Since one ball is launched at 30 degrees and the other is launched at 60 degrees they will have the same range on flat land. This is because they are complement angles.

However, they are now launched from 100 meters above the ground. Thus they will still have the same range at a distance 100 meters above the ground but once they pass this region in mid-air the white ball is going to surpass the blue ball in range because it has a larger horizontal velocity.

Does that make sense? things change when we're not on flat ground

So, if these balls were lunched at 40 and 50 or 25 and 65, they'll still have the same range 100 meters above the ground?

 

[IH8ColdWeath3r]

So, if these balls were lunched at 40 and 50 or 25 and 65, they'll still have the same range 100 meters above the ground?

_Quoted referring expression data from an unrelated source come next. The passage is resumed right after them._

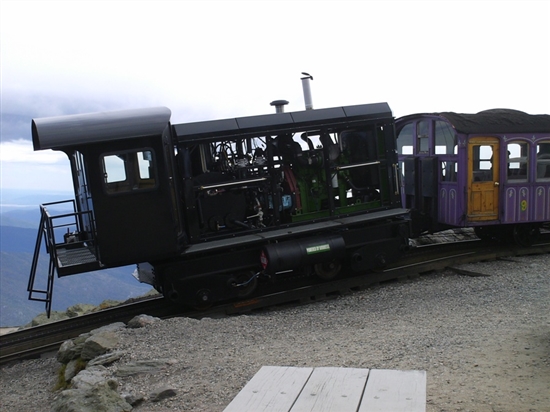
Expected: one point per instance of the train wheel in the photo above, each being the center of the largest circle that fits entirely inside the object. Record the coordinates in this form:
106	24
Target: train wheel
328	270
525	234
246	283
204	299
483	233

^^ Yeah great ?. I don't think this is true though because the horizontal velocity would be different because cos(40) and cos(50) are not equal. The max peak is reached at 45-degree angle

 

[PiBond]

So, if these balls were lunched at 40 and 50 or 25 and 65, they'll still have the same range 100 meters above the ground?

Yup.

let's say you launch a projectile at 40 m/s from 100 meters above the ground at angles 40 and 50. With the math below we will find that when the projectiles return to a position of 100 meters above the ground some distance away they will be at same range at that point in mid-air.

40sin(40) = 25.7...velocity in y direction
40cos(40) = 30.6...velocity in x direction

40sin(50) = 30.6...velocity in y direction
40cos(50)25.7....velocity in x direction

At the 40 degree angle we have a total time in the air of 5.14 seconds before it is 100 meters above the ground

At the 50 degree angle we have a total time in the air of 6.12 seconds before it is 100 meters above the ground

If we then solve for range (distance = x-velocity * time) and we find they are the same for both angles (because they are complementary).

of course, this relationship won't hold true once we dip below 100 meters in our example. it only works when we're dealing with "flat" land situations.